I first read Jane Austen's Pride and Prejudice when I was in junior high. I have since read all of her works numerous times - P & P probably around 15 times. Austen is my favorite author. Each word, each line, is turned so perfectly and conveys so much - it is simply genius. She understands human nature, and can convey her sharp observations like no one else.
About 10 years ago, the BBC and A & E first aired their 5 hour miniseries of P & P, staring Jennifer Ehle and Colin Firth. Yes, this was when my great love for CF first began. I was so excited to see the miniseries and hoped it would live up to the book. Amazingly, it did. 5 hours gave it the time to cover the subject matter and the scope of the story as it should. I was thrilled. And I have lost count of how many times I have watched that miniseries.
So when I first heard last spring that a new movie version (only 2 hours no less!) was coming to the big screen, I was doubtful. I had no doubts about Keira Knightly - she and Scarlett Johannson are without a doubt the two best young actresses to have come along in many years. Yet, could a 2 hour movie accurately convey the heart of the story; could it portray much beloved characters? And would any man ever supplant Colin Firth as the ultimate Mr. Darcy?
So on Wednesday I dragged my husband and two kids to see Pride and Prejudice. (The kids had already seen Harry Potter with my parents last weekend, so this was the first order of business at a movie theatre for me.) The theatre was filled was estrogen. I did see a couple other men and made sure to point them out to Hubby.
I expected some fairly large changes in the plot - characters and scenes which must necessarily be written out or compressed due to the time frame. This was true. Even though the story was compressed, it remained true to the spirit and the essence of Austen's Pride and Prejudice. The main characters were portrayed faithfully. I especially appreciated that Knightly was able to play Elizabeth Bennett as the 20/21 year old girl she was. We tend to think of her as a more refined woman, who would occasionally go walking through the mud or laugh a lot. Knightly brought out the youthfulness and impulsivity (which can lead to prejudicial judgments) of Elizabeth.

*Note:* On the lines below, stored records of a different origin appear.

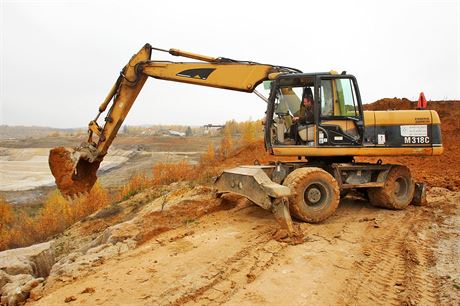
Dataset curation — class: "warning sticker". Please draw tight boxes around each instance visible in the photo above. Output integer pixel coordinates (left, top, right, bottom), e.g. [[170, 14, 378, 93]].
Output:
[[401, 125, 428, 136]]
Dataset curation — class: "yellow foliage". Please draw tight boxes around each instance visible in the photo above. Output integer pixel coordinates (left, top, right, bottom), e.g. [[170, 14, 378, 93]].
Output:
[[219, 125, 233, 159], [117, 174, 152, 201], [200, 143, 216, 165], [0, 182, 109, 251], [152, 160, 194, 185]]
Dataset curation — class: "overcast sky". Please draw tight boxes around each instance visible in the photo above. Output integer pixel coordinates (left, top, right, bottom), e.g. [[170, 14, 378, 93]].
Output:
[[0, 0, 460, 127]]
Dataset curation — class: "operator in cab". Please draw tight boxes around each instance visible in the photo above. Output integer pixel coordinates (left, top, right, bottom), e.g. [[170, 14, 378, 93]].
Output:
[[291, 87, 314, 144]]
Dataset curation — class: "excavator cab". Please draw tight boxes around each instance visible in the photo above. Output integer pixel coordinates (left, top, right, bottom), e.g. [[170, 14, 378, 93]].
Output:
[[266, 73, 364, 152]]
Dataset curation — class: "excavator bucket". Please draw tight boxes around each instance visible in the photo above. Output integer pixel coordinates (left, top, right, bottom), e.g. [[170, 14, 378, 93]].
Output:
[[48, 147, 101, 197]]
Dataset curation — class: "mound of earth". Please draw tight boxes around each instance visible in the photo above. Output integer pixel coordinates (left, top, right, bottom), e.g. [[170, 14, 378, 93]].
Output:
[[357, 98, 460, 190]]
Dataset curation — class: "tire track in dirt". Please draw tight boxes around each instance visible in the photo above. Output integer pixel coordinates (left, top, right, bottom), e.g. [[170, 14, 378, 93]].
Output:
[[346, 209, 439, 305], [156, 229, 287, 305]]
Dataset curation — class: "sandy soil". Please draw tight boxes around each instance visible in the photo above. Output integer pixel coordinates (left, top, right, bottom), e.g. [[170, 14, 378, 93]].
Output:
[[32, 188, 460, 305], [1, 99, 460, 305]]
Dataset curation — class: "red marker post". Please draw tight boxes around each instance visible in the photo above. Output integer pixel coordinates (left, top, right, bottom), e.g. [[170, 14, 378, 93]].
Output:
[[417, 91, 428, 109]]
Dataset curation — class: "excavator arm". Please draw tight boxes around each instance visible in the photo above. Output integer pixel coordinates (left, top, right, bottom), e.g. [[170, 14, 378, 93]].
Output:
[[49, 44, 299, 196]]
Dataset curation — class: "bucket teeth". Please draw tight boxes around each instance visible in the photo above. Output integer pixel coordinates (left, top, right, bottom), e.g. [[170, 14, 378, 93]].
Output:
[[48, 147, 100, 197]]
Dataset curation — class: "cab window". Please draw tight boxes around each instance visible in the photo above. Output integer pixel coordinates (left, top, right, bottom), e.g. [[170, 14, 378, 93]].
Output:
[[320, 78, 359, 117]]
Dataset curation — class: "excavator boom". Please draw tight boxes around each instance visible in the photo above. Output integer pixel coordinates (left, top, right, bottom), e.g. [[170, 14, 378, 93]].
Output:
[[49, 44, 299, 196]]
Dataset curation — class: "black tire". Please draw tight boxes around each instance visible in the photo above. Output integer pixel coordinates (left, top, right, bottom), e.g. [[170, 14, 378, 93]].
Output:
[[283, 167, 340, 223], [367, 165, 415, 209]]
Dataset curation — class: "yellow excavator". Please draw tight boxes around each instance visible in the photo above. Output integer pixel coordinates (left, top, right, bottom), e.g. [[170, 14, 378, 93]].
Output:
[[49, 44, 443, 233]]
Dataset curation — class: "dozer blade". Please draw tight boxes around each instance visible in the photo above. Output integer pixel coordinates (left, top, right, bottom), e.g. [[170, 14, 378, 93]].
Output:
[[48, 147, 101, 197]]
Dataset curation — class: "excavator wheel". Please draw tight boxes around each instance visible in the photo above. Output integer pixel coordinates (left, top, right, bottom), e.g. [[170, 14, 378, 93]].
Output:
[[283, 167, 340, 223], [367, 165, 415, 209]]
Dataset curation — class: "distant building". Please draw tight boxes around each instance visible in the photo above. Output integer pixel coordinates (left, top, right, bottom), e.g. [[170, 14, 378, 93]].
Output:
[[203, 123, 225, 135]]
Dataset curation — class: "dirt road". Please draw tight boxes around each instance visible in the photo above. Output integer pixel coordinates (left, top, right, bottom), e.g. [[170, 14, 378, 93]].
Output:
[[33, 188, 460, 305]]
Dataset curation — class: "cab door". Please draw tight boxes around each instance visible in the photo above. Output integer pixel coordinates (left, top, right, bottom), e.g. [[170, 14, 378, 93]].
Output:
[[317, 75, 364, 147]]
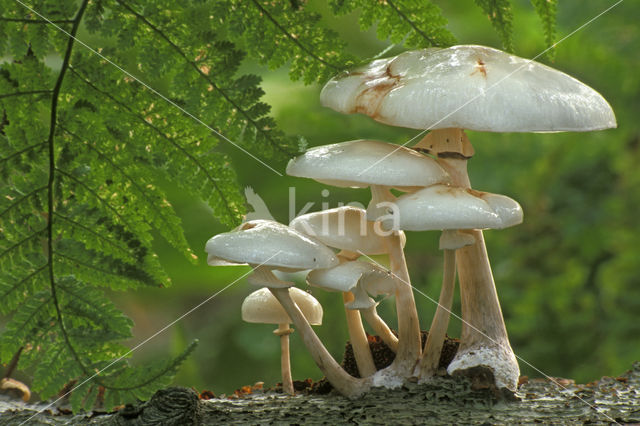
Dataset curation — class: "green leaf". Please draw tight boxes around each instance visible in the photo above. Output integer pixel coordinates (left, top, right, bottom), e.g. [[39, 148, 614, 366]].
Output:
[[531, 0, 558, 59], [330, 0, 456, 48], [475, 0, 513, 52]]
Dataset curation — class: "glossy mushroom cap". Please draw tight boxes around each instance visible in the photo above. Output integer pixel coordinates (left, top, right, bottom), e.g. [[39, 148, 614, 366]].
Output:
[[206, 220, 338, 271], [307, 260, 395, 309], [320, 45, 616, 132], [241, 287, 322, 325], [289, 206, 406, 255], [382, 185, 522, 231], [287, 140, 450, 188]]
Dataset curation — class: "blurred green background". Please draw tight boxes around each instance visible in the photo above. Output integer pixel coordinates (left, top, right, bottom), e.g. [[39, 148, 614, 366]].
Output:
[[107, 0, 640, 394]]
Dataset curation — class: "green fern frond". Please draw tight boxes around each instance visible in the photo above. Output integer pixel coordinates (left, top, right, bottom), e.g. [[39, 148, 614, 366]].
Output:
[[531, 0, 558, 59], [331, 0, 456, 48], [219, 0, 355, 84], [0, 0, 255, 409], [475, 0, 513, 52]]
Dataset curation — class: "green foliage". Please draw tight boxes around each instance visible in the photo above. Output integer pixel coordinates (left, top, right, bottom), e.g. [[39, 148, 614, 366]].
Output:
[[331, 0, 455, 48], [531, 0, 558, 59], [0, 0, 555, 410], [474, 0, 516, 52]]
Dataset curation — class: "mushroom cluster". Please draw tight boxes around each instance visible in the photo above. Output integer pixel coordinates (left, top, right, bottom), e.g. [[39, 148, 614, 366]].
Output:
[[207, 46, 616, 397]]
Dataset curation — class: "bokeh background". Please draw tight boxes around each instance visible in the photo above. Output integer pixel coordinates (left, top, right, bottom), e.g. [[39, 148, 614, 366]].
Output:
[[107, 0, 640, 394]]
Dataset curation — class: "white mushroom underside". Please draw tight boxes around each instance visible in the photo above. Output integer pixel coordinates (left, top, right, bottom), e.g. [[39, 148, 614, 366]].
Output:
[[241, 287, 323, 325], [321, 45, 616, 132], [206, 221, 338, 270], [289, 206, 387, 255], [287, 140, 451, 187], [382, 185, 522, 231]]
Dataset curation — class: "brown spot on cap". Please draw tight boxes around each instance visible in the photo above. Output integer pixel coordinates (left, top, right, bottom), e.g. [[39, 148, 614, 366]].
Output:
[[353, 64, 400, 119]]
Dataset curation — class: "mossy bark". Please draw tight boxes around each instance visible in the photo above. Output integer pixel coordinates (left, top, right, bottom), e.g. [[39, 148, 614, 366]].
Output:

One thing I particularly appreciated about the movie was its portrayal of the Bennett household and the society. Many of us have idealized this time period in a very sanitized, orderly manner. (And yes, I will keep that vision in my heart and brain as well.) Yet, I truly enjoyed the messiness and chaos the movie represents. In the midst of such chaos, one could see how a reserved Mr. Darcy is seen as proud and arrogant.
And Matthew McFayden as Mr. Darcy? McFayden is a hottie British actor who portrayed the central character in the BBC spy drama, MI-5. He was great in that role. He combined steel with gentleness, much as he combined reserve with supressed passion as Mr. Darcy. I still hold my love for Colin Firth, but McFayden gave an arresting portrayal of a very difficult man to play. Kudos.
My one casting difficulty - Donald Sutherland as Mr. Bennett. He did fine - but why on earth could they not have found a stalwart British actor who would have added a bit more pizzaz, mischief and resignation to the role? (not to mention a British accent)
The movie also made an important shift in one other area. It is without a doubt the most sensual portayal of an Austen work I have seen. The sensuality begins with the fecundity of the surroundings, from feeding the pigs and ducks to giggling in bed with one's beloved sister. The great houses which are shown boast of incredible paintings filled with nudes. When Elizabeth arrives at Pemberly, she is shown a room with life-sized marble nudes, and then the bust of Mr. Darcy - proper but still sensual. The movie ends at Pemberly with Elizabeth and Darcy, not quite properly dressed to receive others - another nod to the passion bursting throughout the movie.
I know some Austen purists will scoff at the sensuality of the film - but I believe Austen herself would have understood and appreciated such an interpretation. If one reads Claire Tomalin's definitive biography on Austen, one realizes Austen was no stranger to meeting a young man and falling head over heels. She also remembered such a feeling so strongly that she could not bear to marry someone with less feeling, even if she would sink further into poverty. All her works are filled with supressed passion - the proper English restraint being the accepted mode of moving in society. One entire book was dedicated to it - Sense and Sensibility. I applaud this movie's interpretation.
I really liked the movie. It was not perfect (but pretty close). I will love to own it one day - and there will be times when I will pull out my BBC production, and other times I will pull out this one. Different, but both faithful to the heart of Austen's great masterpiece. My grade - A.